Aqueduct off the Colorado River flowing in California

There are certain books that are essential for any library about world sustainability issues. Marc Reisner’s “Cadillac Desert: The American West and Its Disappearing Water” is a title that must be included on the library shelves.

Ever wonder why the tap water in Phoenix and Los Angeles tastes like somebody dumped a salt shaker in your glass? Or where all that water we take for granted comes from? Below are four quotes pulled from this eye-opening work about water in the American West, thanks to Colby Glass, who writes:

“I found the book seminal, eye-opening, life-changing. I recommend that you buy and read the entire book. Only by reading the entire book will you get the whole picture. The following quotes, I hope, will whet your appetite.”

  • “In the San Joaquin Valley, pumping now exceeds natural replenishment by more than half a trillion gallons a year… a mining operation that, in sheer volume, beggars the exhaustion of oil. How long it can go on, no one knows.”
  • “The Colorado… has more people, more industry, and a more significant economy dependent on it than any comparable river in the entire world. If the Colorado River suddenly stopped flowing, you would have two years of carryover capacity in the reservoirs before you had to evacuate most of Southern California and Arizona and a good portion of Colorado, New Mexico, Utah, and Wyoming. The river system provides over half the water of greater Los Angeles, San Diego, and Phoenix; it grows much of America’s domestic production of fresh winter vegetables; it illuminates the neon city of Las Vegas, whose annual income is one-fourth the entire gross national product of Egypt — the only other place on earth where so many people are so helplessly dependent on one river’s flow. The greater portion of the Nile, however, still manages, despite many diversions, to reach its delta below the Mediterranean Sea.
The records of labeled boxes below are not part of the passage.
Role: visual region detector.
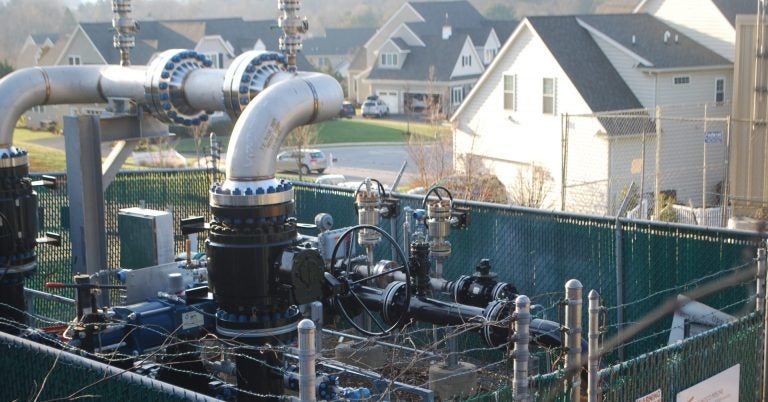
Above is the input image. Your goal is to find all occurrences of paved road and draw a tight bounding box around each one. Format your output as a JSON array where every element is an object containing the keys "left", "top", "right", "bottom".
[
  {"left": 27, "top": 133, "right": 432, "bottom": 186},
  {"left": 318, "top": 144, "right": 424, "bottom": 185}
]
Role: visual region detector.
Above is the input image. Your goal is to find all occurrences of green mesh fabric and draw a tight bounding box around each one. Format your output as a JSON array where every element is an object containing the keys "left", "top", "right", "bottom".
[{"left": 16, "top": 170, "right": 760, "bottom": 400}]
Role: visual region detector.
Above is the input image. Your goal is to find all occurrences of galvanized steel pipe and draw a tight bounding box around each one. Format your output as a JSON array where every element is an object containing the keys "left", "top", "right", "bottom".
[
  {"left": 587, "top": 289, "right": 600, "bottom": 402},
  {"left": 298, "top": 319, "right": 317, "bottom": 402},
  {"left": 223, "top": 72, "right": 344, "bottom": 185},
  {"left": 565, "top": 279, "right": 583, "bottom": 402},
  {"left": 0, "top": 66, "right": 144, "bottom": 146},
  {"left": 512, "top": 295, "right": 531, "bottom": 401}
]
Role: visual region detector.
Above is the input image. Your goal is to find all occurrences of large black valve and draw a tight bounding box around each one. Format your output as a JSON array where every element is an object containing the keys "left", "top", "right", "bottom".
[{"left": 329, "top": 225, "right": 411, "bottom": 336}]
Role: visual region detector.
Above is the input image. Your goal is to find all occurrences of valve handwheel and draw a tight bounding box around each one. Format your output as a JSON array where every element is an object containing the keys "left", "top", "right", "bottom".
[
  {"left": 331, "top": 225, "right": 411, "bottom": 336},
  {"left": 421, "top": 186, "right": 453, "bottom": 209}
]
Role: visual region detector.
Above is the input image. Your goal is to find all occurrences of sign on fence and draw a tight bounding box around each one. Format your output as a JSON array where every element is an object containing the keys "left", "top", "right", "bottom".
[
  {"left": 704, "top": 130, "right": 723, "bottom": 144},
  {"left": 635, "top": 388, "right": 663, "bottom": 402},
  {"left": 677, "top": 364, "right": 741, "bottom": 402}
]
The Colorado is so used up on its way to the sea that only a burbling trickle reaches its dried-up delta at the head of the Gulf of California, and then only in wet years. To some conservationists, the Colorado River is the preeminent symbol of everything mankind has done wrong — a harbinger of a squalid and deserved fate. To its preeminent impounder, the U.S. Bureau of Reclamation, it is the perfection of an ideal.”
  • “… California’s very existence is premised on epic liberties taken with water… Most of it is used for irrigation — 85 percent of it, to be exact. That is a low percentage, by western standards. In Arizona, 90 percent of the water consumed goes to irrigation; in Colorado and New Mexico, the figure is almost as high. In Kansas, Nevada, Nebraska, North Dakota, South Dakota, Oklahoma, Texas, Wyoming, Montana; even in Washington, Oregon, and Idaho — in all of those states, irrigation accounts for nearly all of the water that is consumptively used.”
  • “The vanishing groundwater in Texas, Kansas, Colorado, Oklahoma, New Mexico, and Nebraska is all part of the Ogallala aquifer, which holds two distinctions: one of being the largest discrete aquifer in the world, the other of being the fastest-disappearing aquifer in the world… some farmer withdraw as much as five feet of water a year, while nature puts back a quarter of an inch.”

Anybody who weighs seriously what the issues of sustainability and balance demand from us should read this work and share with others.